Diese Rudel bildete die Großfamilie, in der sich alle untereinander kümmerten, bei Krankheit pflegten, die Kinder gemeinsam großzogen.
Sexuelle Beziehungen wechselten mal hier und da. Junge Frauen und Männer streiften oft herum, um sich auszuprobieren, nach erotischen Bekanntschaften Ausschau zu halten und ihre ungehemmte Lust auszuleben. Mal innerhalb des Familienverbandes, mal außerhalb. Mutter war der Meinung, dass es keinen einzigen Grund gab, der gegen das Ausprobieren sprach.

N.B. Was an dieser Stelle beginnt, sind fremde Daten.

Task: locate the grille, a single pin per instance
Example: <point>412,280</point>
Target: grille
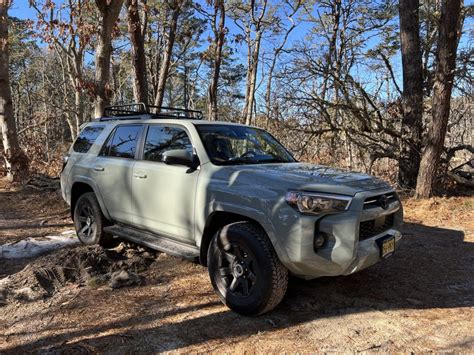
<point>375,201</point>
<point>368,229</point>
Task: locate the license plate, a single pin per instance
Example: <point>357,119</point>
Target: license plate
<point>386,245</point>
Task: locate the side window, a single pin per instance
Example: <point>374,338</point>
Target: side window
<point>122,142</point>
<point>162,138</point>
<point>87,138</point>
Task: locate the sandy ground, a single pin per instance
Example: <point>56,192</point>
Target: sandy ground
<point>421,299</point>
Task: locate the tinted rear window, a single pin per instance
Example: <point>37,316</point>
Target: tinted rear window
<point>160,139</point>
<point>123,142</point>
<point>87,138</point>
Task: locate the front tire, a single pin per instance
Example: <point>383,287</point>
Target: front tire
<point>245,270</point>
<point>89,221</point>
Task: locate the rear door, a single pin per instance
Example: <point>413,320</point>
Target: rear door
<point>163,195</point>
<point>112,170</point>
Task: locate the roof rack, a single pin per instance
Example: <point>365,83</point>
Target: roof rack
<point>142,111</point>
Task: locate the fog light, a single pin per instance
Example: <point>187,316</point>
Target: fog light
<point>319,240</point>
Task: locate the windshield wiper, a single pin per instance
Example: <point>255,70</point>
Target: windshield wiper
<point>273,160</point>
<point>238,161</point>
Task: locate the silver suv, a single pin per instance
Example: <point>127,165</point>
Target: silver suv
<point>229,196</point>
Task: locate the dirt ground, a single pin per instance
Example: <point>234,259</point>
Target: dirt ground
<point>421,299</point>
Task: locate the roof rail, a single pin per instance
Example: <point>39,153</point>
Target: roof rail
<point>140,110</point>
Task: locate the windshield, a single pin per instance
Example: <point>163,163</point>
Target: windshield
<point>232,145</point>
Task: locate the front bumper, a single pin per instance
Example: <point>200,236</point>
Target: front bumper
<point>344,252</point>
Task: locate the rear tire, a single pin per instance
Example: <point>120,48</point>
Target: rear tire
<point>89,222</point>
<point>245,270</point>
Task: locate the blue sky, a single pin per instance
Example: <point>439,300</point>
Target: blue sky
<point>21,9</point>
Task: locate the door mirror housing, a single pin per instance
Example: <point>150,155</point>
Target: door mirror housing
<point>180,157</point>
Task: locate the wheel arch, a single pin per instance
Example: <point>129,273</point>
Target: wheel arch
<point>215,222</point>
<point>81,187</point>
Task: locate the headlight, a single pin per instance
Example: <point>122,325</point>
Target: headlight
<point>314,203</point>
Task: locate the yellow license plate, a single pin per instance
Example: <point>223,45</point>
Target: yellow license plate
<point>388,247</point>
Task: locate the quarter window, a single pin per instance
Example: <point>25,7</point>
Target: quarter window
<point>160,139</point>
<point>123,142</point>
<point>87,138</point>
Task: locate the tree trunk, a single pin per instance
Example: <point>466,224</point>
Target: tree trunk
<point>219,34</point>
<point>253,78</point>
<point>412,97</point>
<point>165,64</point>
<point>110,10</point>
<point>442,88</point>
<point>140,80</point>
<point>15,160</point>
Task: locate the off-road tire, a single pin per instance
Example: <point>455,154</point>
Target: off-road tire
<point>258,257</point>
<point>87,206</point>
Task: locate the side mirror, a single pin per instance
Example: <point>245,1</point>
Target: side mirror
<point>180,157</point>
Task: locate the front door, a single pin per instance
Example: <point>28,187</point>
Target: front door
<point>163,195</point>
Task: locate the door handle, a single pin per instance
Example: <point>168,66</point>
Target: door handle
<point>139,176</point>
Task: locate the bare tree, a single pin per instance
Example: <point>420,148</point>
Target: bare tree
<point>175,7</point>
<point>137,37</point>
<point>14,158</point>
<point>412,96</point>
<point>449,30</point>
<point>109,10</point>
<point>219,31</point>
<point>251,18</point>
<point>67,31</point>
<point>276,53</point>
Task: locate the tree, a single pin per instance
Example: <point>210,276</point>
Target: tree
<point>137,37</point>
<point>109,10</point>
<point>253,19</point>
<point>449,29</point>
<point>412,96</point>
<point>173,6</point>
<point>15,160</point>
<point>219,31</point>
<point>67,30</point>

Allerdings achtete sie sehr streng darauf, dass bei Schwangerschaften die Quoten so eingehalten wurden, dass die menschliche Population immer auf dem gleichen Niveau stagnierte. Auch an diesem Punkt verstand sie absolut keinen Spaß. Brachte eine Frau nur ein Kind zur Welt, durfte eine andere drei bekommen. Genauso war das mit den Familienverbänden. Der eine hatte mehr Kinder, der andere weniger, aber die Population insgesamt musste gleichbleiben. Mutter wusste immer, welche der Frauen zu welchem Zeitpunkt einen Eisprung hatte und passte entsprechend auf. Manch einen jungen, uneinsichtigen Mann hatte sie schon mit runtergezogener Hose und steifem Glied aus dem Haus jagen müssen.

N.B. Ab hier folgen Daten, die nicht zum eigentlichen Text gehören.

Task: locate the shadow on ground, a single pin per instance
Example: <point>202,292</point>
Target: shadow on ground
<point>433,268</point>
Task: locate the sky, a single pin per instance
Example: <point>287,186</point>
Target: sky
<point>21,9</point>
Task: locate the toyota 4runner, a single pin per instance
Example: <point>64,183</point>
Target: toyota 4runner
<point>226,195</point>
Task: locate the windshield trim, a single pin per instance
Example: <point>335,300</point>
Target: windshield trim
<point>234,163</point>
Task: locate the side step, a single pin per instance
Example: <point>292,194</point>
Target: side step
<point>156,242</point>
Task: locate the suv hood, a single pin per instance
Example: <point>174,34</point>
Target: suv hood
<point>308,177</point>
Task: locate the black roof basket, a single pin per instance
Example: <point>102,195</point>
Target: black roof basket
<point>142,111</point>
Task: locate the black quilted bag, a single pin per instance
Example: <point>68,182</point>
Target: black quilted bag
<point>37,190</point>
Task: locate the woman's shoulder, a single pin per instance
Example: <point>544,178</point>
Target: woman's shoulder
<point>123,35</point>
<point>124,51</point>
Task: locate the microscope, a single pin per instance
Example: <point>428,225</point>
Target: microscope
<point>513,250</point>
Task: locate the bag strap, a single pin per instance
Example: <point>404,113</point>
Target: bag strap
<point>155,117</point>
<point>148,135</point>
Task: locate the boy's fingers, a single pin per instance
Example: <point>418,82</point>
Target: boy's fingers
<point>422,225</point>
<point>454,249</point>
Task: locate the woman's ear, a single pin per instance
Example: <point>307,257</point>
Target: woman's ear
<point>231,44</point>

Sie begründete ihr rigoroses Verhalten damit, dass Menschen keine ernst zu nehmenden natürlichen Feinde mehr hätten und da sie sich zusätzlich so unglaublich gesund ernähren würden, wäre der Planet ohne Geburtenkontrolle innerhalb nur weniger Generationen komplett überbevölkert.
Der Platz war nun mal begrenzt und darauf hätten die Menschen Rücksicht zu nehmen. Das waren die Spielregeln, an die sich Alle zu halten hatten und von Mutter überwacht wurden. Ansonsten hatten alle die Freiheiten, die sie sich wünschten.